絶滅危機の駿河湾サクラエビ

一般社団法人生態系総合研究所代表理事 小松 正之

海洋生態系の悪化深刻
重視すべき陸・河川との関係

小松 正之

一般社団法人生態系総合研究所代表理事
小松 正之

 サクラエビ漁を抱える静岡県の漁業の衰退は壊滅的である。最盛期の38万㌧(1988年)が現在では29%の11万㌧(2019年)である。日本全体の漁業生産量の減少率33%より大きい。静岡県の川勝平太知事も県行政も委員会を設置はしたが、効果的対策を講じていない。

禁漁水準まで漁獲激減

 駿河湾の湾奥に位置する田子の浦と富士川河口付近は従来、サクラエビの産卵場であり、春の漁場である。秋の主漁場は大井川付近だが、双方の漁場で不漁が続き、近年では1000㌧をはるかに下回り、19年は175㌧(春85㌧、秋90㌧)、昨年の春漁は26㌧であった。11月1日から始まった秋漁も初日に4㌧の漁獲があり、12月23日までで約100㌧で終了した。ピーク時には約8000㌧(1967年)の漁獲量があったが、昨年の126㌧はその1・5%でしかない。これは漁業を続ける水準ではない。世界の規範では禁漁水準である。

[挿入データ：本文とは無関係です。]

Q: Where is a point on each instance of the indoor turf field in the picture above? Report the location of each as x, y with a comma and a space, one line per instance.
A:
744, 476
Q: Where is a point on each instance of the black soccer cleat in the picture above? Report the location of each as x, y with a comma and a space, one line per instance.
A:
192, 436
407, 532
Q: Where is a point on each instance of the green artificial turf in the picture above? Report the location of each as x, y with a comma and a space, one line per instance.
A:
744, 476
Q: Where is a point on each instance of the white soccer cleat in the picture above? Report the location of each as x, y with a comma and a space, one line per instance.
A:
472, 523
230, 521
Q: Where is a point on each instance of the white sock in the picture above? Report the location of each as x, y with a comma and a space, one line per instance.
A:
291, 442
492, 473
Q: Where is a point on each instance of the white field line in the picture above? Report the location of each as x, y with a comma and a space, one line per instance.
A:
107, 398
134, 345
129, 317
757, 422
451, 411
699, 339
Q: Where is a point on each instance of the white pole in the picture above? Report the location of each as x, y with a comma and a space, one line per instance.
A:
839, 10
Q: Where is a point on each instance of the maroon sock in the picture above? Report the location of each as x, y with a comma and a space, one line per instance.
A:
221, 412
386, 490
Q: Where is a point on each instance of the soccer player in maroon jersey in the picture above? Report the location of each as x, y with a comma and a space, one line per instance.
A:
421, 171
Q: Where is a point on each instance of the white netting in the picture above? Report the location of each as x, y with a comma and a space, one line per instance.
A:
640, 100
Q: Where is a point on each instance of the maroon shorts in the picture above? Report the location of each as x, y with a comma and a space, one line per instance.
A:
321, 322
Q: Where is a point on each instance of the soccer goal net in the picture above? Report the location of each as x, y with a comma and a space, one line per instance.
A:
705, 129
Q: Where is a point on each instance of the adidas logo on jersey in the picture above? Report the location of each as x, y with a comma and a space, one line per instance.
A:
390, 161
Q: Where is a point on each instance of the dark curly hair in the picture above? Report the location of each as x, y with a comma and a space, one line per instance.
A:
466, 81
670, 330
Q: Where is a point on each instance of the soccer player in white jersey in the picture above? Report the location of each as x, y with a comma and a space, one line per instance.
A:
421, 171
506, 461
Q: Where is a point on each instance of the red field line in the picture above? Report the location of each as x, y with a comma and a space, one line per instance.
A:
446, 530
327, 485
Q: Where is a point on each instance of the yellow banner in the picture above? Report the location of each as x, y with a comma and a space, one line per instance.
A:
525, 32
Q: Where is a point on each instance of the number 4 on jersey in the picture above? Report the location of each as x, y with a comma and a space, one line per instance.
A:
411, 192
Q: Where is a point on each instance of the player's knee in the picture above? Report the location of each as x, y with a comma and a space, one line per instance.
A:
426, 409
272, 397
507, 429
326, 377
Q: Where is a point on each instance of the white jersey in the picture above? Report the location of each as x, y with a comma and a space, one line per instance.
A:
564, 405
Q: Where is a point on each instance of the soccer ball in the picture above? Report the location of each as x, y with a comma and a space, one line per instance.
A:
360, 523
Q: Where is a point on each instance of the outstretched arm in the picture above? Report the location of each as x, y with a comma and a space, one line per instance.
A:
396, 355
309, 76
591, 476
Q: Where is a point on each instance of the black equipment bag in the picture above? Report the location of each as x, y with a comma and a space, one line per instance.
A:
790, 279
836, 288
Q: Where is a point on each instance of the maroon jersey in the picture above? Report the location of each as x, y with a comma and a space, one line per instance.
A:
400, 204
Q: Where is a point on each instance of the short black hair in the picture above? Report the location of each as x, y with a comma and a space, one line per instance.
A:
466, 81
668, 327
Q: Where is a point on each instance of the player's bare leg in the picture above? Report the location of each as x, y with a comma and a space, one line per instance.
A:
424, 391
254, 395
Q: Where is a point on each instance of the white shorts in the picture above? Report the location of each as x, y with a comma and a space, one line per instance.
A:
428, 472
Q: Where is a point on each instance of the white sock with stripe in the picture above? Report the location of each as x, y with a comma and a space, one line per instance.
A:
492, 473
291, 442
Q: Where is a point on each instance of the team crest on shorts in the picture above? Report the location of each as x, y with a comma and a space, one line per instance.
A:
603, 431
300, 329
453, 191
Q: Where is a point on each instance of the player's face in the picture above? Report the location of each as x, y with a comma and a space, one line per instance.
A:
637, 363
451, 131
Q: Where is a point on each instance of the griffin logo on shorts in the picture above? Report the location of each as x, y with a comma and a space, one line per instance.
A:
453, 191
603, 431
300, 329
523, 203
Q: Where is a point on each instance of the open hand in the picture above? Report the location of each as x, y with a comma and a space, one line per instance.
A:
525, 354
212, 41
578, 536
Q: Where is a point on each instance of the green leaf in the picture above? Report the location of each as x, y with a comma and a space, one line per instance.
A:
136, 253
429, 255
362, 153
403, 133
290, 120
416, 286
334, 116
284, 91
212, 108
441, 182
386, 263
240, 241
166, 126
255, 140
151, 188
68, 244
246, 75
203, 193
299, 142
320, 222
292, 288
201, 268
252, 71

 2019年は漁業を始める前から、サクラエビ漁をするべき資源量が存在しないことは、漁獲量の推移から明白だった。無いに等しい漁獲量、流入河川水と産業排水、富士川と田子の浦の海岸の状況で判断すると、昨年の秋漁(11月1日から12月23日まで)の実施は不適切であった。

 そして、この資源は「ワシントン条約」(絶滅の恐れのある動植物所の国際取引に関する条約)の基準に照らせば、明らかに絶滅の危機にある。その資源の漁獲行為はこれをさらに悪化させるし、資源を消滅させよう。また、操業しても経済行為として成り立たない。結果的に漁業共済補償金という補助金の獲得が目的であるとみられても妥当であると判断される。資源の回復目標に反する操業を行う漁業へのこの補助金は、さらに資源を悪化させることにつながる。

 サクラエビの不漁は、漁業の問題をはるかに超える陸、河川と海洋生態系の問題である。

 1890年に富士製紙が汚水を田子の浦に流れこむ潤井川に放流したことに始まり、1970年代、大昭和製紙工場などの由来のヘドロ蓄積と排水の問題で、汚染水と汚染物質が駿河湾の環境を極めて悪化させた。

 現在でも、製紙工場は原料に対して約200倍の水量を必要とする。結局、使用後の排水が化学物質を含みながら海洋に流出する。富士地区では田子の浦でダイオキシン類の排出などの環境ホルモンが観察される。

 一般社団法人生態系総合研究所は昨年、大井川から駿河湾北海域を流向・流速、栄養(クロロフィル量)、溶存酸素量(DO)、塩分、水温と濁度(FTU)などの基本的科学指標を測定し調査した。10月31日午後の上げ潮時に、田子の浦と狩野川の中間点から富士川河口、日本軽金属(日軽金)蒲原工場の排水路、由比川河口、興津川沖、三保の松原沖、久能山沖、安倍川沖、最後に大井川河口と大井川沖を調査した。

 11月1日午前の下げ潮時調査では、田子の浦内の沼川を皮切りに、富士川本流の河口域、日軽金蒲原工場の排水路沖、清水港沖、清水港と大瀬崎を結んだ中間点、大瀬崎、内浦湾と狩野川河口、田子の浦に戻り潤井川を調べた。

 この調査でも田子の浦と日軽金蒲原工場の排水路沖の濁度(化学的汚染物質か)の高さが目立った。富士川の極少水量、河川敷のシルト・粘土質と少ない富士川の栄養(クロロフィル量)が問題である。サクラエビはこのような環境では禁漁しても資源は回復しないであろう。

 この調査で判明したことは、現在の駿河湾の陸・川と海洋生態系の関係が悪化したことである。地球温暖化で海洋の生産力は2100年までに21・95%低下する(19年国連海洋雪氷圏報告書)。現実の駿河湾の海洋生態系の劣化・悪化と漁業の悪化と衰退はそれをはるかにしのぐ。

日本各地で同様の現象

 この駿河湾と富士川他の関係は、日本の沿岸域と河川との関係で、数多くの場所で見られる。瀬戸内海、三陸沿岸、北海道沿岸でも然(しか)りである。ますます、陸と河川と陸上の人間活動と海洋の関係を包括的に見て、産業・都市構造・活動を見直すことが解決策として不可欠である。